We keep reinventing, with others, what belonging might be, and this becomes a fugitive practice. We study aliveness in a video from Gaza: a Palestinian boy feeds an emaciated kitten canned peas during enforced mass starvation, so traumatised that her spiked fur resembles a cartoon of an electrocuted cat. How cruel that children must create content to survive in the rubble of new shapes. A permanent sense of home is unreachable; instead, we seek sanctuary—a temporary place to rest and feel safe. In every situation, we can find a refuge if we know the technique. Remaining open. Usually it has something to do with love, joy, care, fatigue, unpredictability, and chaos. We remember what once stood for truth and acknowledge the potential of lies, which—unlike fiction—are devoid of surprises. Describing the situation can feel as empowering as asking questions. We learn from the intelligence of insects, who reinvent themselves with each updated cycle of insecticide: smallness, in numbers as resistance.

Bees lug water in their honey stomachs to make the architecture of the hive solid, mixing it with sugar, beeswax, and other substances.
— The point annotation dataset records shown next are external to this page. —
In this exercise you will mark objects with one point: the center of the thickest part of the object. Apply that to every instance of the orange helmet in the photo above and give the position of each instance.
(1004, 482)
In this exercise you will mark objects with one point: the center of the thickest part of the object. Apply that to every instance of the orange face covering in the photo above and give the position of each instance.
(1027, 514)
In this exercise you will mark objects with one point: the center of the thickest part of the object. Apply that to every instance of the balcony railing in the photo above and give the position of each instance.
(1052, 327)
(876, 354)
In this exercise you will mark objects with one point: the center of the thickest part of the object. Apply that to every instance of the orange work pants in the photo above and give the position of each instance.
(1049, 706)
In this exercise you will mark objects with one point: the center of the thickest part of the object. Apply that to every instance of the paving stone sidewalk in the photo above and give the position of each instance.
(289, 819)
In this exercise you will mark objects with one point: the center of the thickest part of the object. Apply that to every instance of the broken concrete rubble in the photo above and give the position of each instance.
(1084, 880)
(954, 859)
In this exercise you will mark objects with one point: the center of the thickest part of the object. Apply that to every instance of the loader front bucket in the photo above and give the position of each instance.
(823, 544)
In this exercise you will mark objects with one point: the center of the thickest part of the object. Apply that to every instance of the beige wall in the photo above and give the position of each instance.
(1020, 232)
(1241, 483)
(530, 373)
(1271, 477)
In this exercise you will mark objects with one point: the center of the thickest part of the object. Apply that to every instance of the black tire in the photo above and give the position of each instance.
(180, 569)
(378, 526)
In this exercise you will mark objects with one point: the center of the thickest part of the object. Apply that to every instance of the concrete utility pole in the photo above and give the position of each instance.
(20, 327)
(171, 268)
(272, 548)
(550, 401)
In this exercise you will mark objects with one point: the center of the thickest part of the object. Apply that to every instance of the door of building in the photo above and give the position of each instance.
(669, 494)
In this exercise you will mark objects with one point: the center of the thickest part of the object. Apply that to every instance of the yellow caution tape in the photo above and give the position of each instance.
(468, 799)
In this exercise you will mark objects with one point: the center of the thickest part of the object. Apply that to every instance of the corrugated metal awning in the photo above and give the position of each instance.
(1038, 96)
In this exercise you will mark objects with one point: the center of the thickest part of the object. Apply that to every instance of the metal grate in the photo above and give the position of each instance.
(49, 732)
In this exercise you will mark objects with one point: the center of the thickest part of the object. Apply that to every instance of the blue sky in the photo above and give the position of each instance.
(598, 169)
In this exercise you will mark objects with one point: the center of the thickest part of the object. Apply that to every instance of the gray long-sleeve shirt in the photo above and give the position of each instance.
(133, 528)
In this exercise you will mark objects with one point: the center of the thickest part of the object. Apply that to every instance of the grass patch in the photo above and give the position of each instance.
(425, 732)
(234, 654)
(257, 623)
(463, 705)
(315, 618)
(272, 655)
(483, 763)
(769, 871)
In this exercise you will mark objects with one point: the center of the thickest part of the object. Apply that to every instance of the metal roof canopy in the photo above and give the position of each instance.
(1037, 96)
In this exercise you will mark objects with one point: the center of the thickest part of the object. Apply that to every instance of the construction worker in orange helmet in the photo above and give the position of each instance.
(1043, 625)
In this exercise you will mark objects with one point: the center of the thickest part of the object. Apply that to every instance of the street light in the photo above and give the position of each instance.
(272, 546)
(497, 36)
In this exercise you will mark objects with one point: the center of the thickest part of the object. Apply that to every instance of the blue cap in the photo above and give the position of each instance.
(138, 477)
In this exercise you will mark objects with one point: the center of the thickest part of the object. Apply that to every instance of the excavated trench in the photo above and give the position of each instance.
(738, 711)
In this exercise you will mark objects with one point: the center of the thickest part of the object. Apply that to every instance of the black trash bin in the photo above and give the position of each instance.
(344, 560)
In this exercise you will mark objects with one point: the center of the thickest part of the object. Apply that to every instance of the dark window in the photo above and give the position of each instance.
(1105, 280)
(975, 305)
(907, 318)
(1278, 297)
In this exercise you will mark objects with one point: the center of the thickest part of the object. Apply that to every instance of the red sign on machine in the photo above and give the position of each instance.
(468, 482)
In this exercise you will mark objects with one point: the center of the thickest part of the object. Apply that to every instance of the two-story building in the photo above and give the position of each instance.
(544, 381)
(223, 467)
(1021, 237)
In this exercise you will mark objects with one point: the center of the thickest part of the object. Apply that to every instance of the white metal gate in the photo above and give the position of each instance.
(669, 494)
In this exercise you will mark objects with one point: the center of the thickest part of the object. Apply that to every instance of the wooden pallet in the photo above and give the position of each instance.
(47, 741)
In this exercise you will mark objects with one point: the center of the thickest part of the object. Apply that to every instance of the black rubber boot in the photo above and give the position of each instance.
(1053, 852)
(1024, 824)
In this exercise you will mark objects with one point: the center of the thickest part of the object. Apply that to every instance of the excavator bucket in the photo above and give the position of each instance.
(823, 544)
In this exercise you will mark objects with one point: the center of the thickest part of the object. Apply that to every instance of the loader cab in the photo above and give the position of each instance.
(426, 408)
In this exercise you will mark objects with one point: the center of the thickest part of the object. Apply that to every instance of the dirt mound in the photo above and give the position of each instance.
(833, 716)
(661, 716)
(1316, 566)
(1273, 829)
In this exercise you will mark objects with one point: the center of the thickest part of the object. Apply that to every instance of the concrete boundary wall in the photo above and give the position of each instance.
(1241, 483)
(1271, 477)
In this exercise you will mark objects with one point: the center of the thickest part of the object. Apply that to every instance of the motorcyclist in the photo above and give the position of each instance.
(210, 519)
The bee spaces between the combs and hive walls are crucial for air circulation. The stickiness makes the hive harder for beekeepers to penetrate.

A close friend by my side cringes when I pick up a feather on a dirty London street. They remark that it is off-putting: ‘it is a pigeon feather, nothing special; you could catch something from it, like bird flu—this is not a countryside pigeon’. They ask how long I am planning to continue collecting feathers. They half-offer hand sanitiser, and we are catapulted back into the pandemic.

The part of my brain dedicated to self-doubt (a flight response) begins computing a response in real time: does collecting feathers make me a Sunday artist? A hobbyist? Am I irrelevant? (Irrelevance is the worst insult currently circulating on social media; it hurts.) Did anyone ever get sick from a dirty feather? Maybe if you stroked the inside of your eye with a pooey one. The image makes me queasy. Over the past two years, when I am queasy, I am flooded with brutal screen sequences of people being tortured. Even being handled gently by the mouth at a private dentist brings up those bodily sensations.

‘I will bend for fallen feathers for as long as I need to’—this is my comeback. ‘Let’s have tea’ is the retort.

Months later, writing and rewriting results in my stopping the collection of fallen feathers. When does collecting parts of animals becomes problematic? Can parts of animals be possessed? It is legal to collect fallen feathers—but what are the limits of wildlife legislation? How can we be with wildlife beyond the paradigm of protection or harm?

The bus driver stops and hops out into the road for some reason. ‘I had to save them,’ he says when he returns to his seat.
‘Who did you save?’ I ask, imagining he has brought a small bird onto the bus.
‘I moved the bread from the side road—pigeons go for the bread and get killed by motors.’ I am moved. When much of what we do is to destroy, there is not much left to do apart from saving and imagining.